Dans ce contexte, la puissance de l’IA ne réside pas dans la nouveauté de la technologie mais dans son déploiement stratégique. L’approche chinoise illustre une vérité fondamentale : pour que la technologie modifie l’équilibre des pouvoirs, il n’est pas nécessaire qu’elle soit révolutionnaire ; il faut simplement qu’il soit utilisé efficacement.
Le parcours de la Chine en matière d’IA illustre que le pouvoir de transformation technologique ne repose pas uniquement sur l’innovation de pointe. Il s’agit plutôt d’utiliser ce qui est déjà connu pour atteindre des objectifs stratégiques. L'approche de Pékin, bien qu'apparemment réactive, témoigne de ce principe. En adaptant l’IA à son paysage sociopolitique unique, la Chine élabore un paradigme technologique qui n’est peut-être pas à la pointe du monde en termes de nouveauté, mais qui pourrait remodeler la dynamique du pouvoir mondial grâce à une utilisation calculée et stratégique des outils existants.
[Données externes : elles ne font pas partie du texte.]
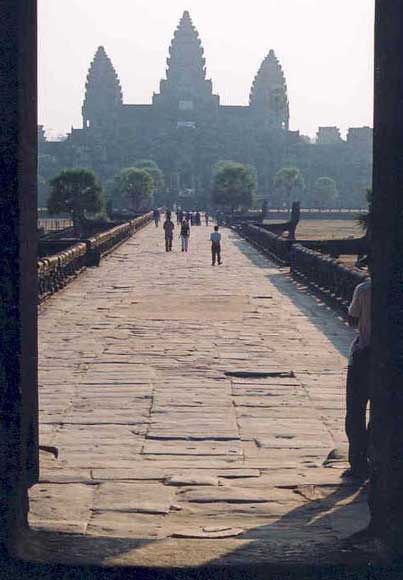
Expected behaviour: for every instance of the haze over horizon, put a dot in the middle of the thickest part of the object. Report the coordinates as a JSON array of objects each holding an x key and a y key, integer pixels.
[{"x": 326, "y": 51}]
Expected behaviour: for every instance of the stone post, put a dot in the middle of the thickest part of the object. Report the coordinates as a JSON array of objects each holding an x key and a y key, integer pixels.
[
  {"x": 387, "y": 298},
  {"x": 18, "y": 250}
]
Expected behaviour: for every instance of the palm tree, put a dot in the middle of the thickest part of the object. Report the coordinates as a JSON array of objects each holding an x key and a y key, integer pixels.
[
  {"x": 364, "y": 219},
  {"x": 75, "y": 191}
]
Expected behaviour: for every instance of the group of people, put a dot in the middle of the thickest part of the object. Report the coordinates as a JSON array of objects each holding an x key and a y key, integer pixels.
[
  {"x": 185, "y": 220},
  {"x": 192, "y": 217}
]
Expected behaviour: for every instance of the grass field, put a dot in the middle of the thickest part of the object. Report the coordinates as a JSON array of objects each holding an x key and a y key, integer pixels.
[{"x": 329, "y": 230}]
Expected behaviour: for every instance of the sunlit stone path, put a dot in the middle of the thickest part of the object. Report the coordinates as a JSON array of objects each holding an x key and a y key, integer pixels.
[{"x": 158, "y": 445}]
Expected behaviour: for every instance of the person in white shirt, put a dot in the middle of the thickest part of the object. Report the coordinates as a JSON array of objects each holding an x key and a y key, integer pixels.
[
  {"x": 358, "y": 381},
  {"x": 215, "y": 238}
]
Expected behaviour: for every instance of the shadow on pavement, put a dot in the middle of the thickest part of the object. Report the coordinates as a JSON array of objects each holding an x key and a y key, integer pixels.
[{"x": 302, "y": 297}]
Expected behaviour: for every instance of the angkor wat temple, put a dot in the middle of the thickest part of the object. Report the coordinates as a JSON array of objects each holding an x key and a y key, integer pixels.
[{"x": 186, "y": 130}]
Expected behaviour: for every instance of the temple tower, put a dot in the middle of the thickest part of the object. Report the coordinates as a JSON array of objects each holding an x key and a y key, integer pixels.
[
  {"x": 186, "y": 85},
  {"x": 268, "y": 95},
  {"x": 103, "y": 93}
]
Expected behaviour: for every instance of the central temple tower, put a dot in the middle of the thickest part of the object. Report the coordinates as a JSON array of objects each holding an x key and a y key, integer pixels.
[{"x": 186, "y": 86}]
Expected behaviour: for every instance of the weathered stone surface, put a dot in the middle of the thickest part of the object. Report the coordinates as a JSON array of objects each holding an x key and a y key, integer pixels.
[
  {"x": 65, "y": 505},
  {"x": 234, "y": 495},
  {"x": 132, "y": 401},
  {"x": 192, "y": 479},
  {"x": 136, "y": 498},
  {"x": 209, "y": 533}
]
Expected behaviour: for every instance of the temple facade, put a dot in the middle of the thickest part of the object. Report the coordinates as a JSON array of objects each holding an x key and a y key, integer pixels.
[{"x": 186, "y": 130}]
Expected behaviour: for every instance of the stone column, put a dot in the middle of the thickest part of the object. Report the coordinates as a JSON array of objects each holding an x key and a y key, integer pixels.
[
  {"x": 387, "y": 396},
  {"x": 18, "y": 250}
]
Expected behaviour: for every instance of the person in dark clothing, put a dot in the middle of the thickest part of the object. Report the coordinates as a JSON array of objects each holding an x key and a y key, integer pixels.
[
  {"x": 169, "y": 233},
  {"x": 185, "y": 235},
  {"x": 358, "y": 382},
  {"x": 215, "y": 238},
  {"x": 156, "y": 217}
]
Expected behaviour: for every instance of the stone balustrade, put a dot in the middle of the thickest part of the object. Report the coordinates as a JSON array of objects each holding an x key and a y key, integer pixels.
[
  {"x": 335, "y": 281},
  {"x": 55, "y": 271}
]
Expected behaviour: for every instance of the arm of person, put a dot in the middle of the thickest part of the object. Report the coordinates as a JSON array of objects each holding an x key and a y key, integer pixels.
[{"x": 353, "y": 322}]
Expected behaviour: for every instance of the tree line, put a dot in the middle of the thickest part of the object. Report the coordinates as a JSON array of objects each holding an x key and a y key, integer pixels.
[{"x": 79, "y": 193}]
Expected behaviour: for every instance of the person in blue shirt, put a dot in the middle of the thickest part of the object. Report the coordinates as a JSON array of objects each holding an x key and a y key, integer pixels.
[{"x": 215, "y": 238}]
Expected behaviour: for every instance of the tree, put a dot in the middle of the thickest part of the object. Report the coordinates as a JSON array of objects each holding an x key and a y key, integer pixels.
[
  {"x": 365, "y": 219},
  {"x": 287, "y": 180},
  {"x": 48, "y": 167},
  {"x": 137, "y": 185},
  {"x": 325, "y": 192},
  {"x": 234, "y": 185},
  {"x": 75, "y": 191}
]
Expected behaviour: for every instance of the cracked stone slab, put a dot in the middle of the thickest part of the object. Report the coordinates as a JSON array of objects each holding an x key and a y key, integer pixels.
[
  {"x": 197, "y": 448},
  {"x": 55, "y": 504},
  {"x": 235, "y": 495},
  {"x": 134, "y": 498},
  {"x": 209, "y": 533},
  {"x": 190, "y": 479}
]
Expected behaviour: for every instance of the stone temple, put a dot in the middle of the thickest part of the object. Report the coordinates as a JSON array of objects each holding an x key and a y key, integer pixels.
[{"x": 186, "y": 130}]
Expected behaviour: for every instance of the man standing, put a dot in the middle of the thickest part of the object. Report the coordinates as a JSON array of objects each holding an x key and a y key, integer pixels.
[
  {"x": 156, "y": 217},
  {"x": 215, "y": 238},
  {"x": 169, "y": 232},
  {"x": 358, "y": 382},
  {"x": 184, "y": 235}
]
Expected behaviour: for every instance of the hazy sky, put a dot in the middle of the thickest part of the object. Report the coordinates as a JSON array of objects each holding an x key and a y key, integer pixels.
[{"x": 324, "y": 46}]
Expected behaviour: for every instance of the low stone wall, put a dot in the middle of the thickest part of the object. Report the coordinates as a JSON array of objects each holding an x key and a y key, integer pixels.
[
  {"x": 56, "y": 271},
  {"x": 276, "y": 247},
  {"x": 333, "y": 280}
]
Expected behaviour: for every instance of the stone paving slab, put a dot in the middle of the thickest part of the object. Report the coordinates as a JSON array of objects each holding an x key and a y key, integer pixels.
[{"x": 141, "y": 391}]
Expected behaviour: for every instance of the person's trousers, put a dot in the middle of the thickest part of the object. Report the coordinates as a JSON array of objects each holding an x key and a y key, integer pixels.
[
  {"x": 216, "y": 253},
  {"x": 168, "y": 243},
  {"x": 185, "y": 243},
  {"x": 358, "y": 389}
]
Alors que le monde suit cette course à l’IA qui se déroule, la leçon est claire : la maîtrise et l’application des technologies connues peuvent être tout aussi perturbatrices et influentes que les dernières avancées. Pour Pékin, le jeu ne consiste pas à disposer des technologies les plus récentes, mais à savoir comment les utiliser au maximum.